Bilateral Brown Syndrome with Sequential Presentations with a 4-Years Interval
Brown syndrome is characterized by limitation of the elevation when the eye is in adduction. Both congenital and acquired cases, as well as constant or intermittent have been reported; it is bilateral in 10% of cases. Bilateral cases may occur simultaneously in most cases or sequentially in rare cases. Herein, we report a patient with a bilateral brown syndrome, who was diagnosed to be congenital in one eye and sequentially presented in the other eye.

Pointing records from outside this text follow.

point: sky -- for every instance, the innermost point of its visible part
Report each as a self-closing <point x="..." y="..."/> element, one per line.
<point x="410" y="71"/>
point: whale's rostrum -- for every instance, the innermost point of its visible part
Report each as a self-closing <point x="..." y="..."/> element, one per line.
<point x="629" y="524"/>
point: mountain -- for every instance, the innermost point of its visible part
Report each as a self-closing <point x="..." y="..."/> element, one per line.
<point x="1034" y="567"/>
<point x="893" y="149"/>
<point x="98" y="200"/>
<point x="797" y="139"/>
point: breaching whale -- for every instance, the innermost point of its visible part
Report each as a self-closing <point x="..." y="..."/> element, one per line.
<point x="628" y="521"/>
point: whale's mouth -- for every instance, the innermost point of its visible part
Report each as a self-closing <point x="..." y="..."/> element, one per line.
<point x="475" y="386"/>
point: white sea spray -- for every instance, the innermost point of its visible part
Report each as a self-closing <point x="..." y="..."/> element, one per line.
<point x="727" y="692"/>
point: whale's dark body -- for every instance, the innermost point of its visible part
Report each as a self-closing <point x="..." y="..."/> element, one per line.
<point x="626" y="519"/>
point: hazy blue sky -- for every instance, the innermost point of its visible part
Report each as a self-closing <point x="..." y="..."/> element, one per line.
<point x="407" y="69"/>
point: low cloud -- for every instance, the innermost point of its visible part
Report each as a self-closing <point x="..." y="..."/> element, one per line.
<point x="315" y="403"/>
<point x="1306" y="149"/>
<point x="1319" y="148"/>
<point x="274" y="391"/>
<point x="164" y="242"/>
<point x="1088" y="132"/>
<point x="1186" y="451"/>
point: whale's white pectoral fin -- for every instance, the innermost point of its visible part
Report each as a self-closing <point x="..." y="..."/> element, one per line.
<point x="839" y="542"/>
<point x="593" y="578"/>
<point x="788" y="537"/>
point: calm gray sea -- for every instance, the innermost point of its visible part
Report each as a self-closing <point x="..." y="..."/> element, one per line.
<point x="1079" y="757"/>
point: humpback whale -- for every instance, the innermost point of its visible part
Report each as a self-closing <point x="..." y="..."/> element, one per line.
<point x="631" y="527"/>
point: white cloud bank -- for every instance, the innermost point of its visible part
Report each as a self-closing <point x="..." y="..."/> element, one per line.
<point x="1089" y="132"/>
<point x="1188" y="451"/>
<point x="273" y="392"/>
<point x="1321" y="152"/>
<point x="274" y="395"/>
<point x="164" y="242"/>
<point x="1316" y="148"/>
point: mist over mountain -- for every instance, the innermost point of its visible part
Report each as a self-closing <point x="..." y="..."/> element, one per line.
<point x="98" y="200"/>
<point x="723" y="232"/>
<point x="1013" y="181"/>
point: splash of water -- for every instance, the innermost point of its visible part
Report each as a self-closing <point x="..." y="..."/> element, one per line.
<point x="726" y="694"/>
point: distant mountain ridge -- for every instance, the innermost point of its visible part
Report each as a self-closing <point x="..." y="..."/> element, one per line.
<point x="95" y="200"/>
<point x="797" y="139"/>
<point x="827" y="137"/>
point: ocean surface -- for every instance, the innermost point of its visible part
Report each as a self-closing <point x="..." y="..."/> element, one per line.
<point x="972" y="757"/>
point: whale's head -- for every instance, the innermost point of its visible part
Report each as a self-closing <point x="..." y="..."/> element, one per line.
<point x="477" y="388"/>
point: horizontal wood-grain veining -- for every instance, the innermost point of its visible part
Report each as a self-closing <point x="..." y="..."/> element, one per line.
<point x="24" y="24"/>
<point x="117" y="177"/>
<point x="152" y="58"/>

A 4-year-old patient presented to Labbafinejad medical center with head tilt and strabismus since his childhood. In his examination, he had 30 PD hypotropia in the primary position and the same amount of esotropia accompanied by limitation of elevation in adduction in the left eye. The patient underwent two surgeries with a 3-year interval, including adhesion band release in superior oblique muscle and SO elongation and recession and resection of both horizontal recti. Nine months later, the patient presented with the complaint of strabismus in the fellow eye. In the ocular examination, the right eye had a limitation of elevation in the adduction. While the right eye was the fixator eye, hypertropia of the left eye in the primary position was evident at this stage. The patient was diagnosed to have acquired brown syndrome of the right eye. He underwent systemic work-ups, including rheumatologic consult and orbital and paranasal CT scan for sinusitis. All work-ups revealed negative results. After 5 months, the patient underwent two sequential surgeries on SO tendon for the correction of severe hypotropia including SO elongation and tenotomy, which resulted in acceptable residual hypertropia and esotropia in the left eye with no limitation in any direction.
In this s tudy, we reported a rare case of Brown syndrome with the congenital presentation in the first eye and idiopathic acquired type in the second eye after an 8-year delay. This bilateral sequential type has been reported rarely and we assume it may be the result of an anatomical anomaly in SO tendon and trochlea.